Gençten biri, o günlerde çok yaygın olan komünistlere değgin o uydurma ve iğrenç şapka hikayesini anlattı. Hani Rusya'da herhangi bir koca evine gelince, elbise askısında bir yabancı erkek şapkası görürse, karısının bir erkek konuğu var diye düşünüp, onları tedirgin etmemek için çıkar gidermiş.

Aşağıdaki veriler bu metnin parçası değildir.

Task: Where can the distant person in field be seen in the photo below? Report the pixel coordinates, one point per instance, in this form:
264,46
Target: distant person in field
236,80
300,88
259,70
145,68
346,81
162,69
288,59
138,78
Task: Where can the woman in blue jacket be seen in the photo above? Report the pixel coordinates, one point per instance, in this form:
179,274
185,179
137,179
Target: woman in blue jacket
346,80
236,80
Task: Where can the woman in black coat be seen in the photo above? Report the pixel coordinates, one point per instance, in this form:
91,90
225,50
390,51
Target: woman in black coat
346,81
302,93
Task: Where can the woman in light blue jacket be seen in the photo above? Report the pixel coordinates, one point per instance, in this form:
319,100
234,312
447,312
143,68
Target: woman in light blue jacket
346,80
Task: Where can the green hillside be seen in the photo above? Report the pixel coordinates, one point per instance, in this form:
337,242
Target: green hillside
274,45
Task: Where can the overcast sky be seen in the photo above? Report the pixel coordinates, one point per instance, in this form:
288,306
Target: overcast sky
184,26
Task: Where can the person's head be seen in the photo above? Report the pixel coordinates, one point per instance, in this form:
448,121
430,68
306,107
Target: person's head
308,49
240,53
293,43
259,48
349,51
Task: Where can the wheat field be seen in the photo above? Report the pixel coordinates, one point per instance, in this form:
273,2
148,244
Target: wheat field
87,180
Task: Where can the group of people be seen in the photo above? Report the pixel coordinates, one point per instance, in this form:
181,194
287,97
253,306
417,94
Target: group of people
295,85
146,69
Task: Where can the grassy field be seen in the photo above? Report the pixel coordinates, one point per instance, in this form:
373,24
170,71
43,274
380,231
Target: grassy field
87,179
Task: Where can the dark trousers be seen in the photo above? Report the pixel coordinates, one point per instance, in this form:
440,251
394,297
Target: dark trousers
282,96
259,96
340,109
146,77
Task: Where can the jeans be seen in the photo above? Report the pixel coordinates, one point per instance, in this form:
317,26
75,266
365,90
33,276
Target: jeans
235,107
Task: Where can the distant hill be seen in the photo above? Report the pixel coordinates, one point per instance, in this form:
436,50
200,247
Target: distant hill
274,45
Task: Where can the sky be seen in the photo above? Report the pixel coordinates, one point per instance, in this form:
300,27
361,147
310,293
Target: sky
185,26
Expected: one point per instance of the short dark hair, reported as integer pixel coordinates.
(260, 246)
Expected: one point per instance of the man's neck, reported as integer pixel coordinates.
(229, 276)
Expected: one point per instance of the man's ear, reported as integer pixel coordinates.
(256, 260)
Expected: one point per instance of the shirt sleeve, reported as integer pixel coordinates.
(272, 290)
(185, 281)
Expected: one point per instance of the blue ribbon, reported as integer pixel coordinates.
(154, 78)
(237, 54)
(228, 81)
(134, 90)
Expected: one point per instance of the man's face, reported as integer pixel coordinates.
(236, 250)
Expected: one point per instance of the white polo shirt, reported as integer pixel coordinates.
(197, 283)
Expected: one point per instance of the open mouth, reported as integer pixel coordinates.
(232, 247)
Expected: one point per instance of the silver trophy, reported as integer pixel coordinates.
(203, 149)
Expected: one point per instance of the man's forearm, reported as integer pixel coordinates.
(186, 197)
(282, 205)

Hikayeyi dinleyenlerden kırçıl sakallı bir adam,
- Bana bak şimdi sen -dedi-,yani bu herifler birbirlerinin karılarıyle yatmak için mi bu kadar zora dayanıp hapislerde çürüyorlar? Hıh! Yahu, o işler bizde çok kolay... Ne diye o iş için kendilerini zora sokup yıllarca hapisleri göze alsınlar?
Umutla kurduğum ve mutluluk olduğuna inandığım şey yıkılıyor, parmaklarımın arasından parça parça dökülüyor da, ben onları tutamıyorum. Acılı bir küçük çocuk gibi duyguluyum.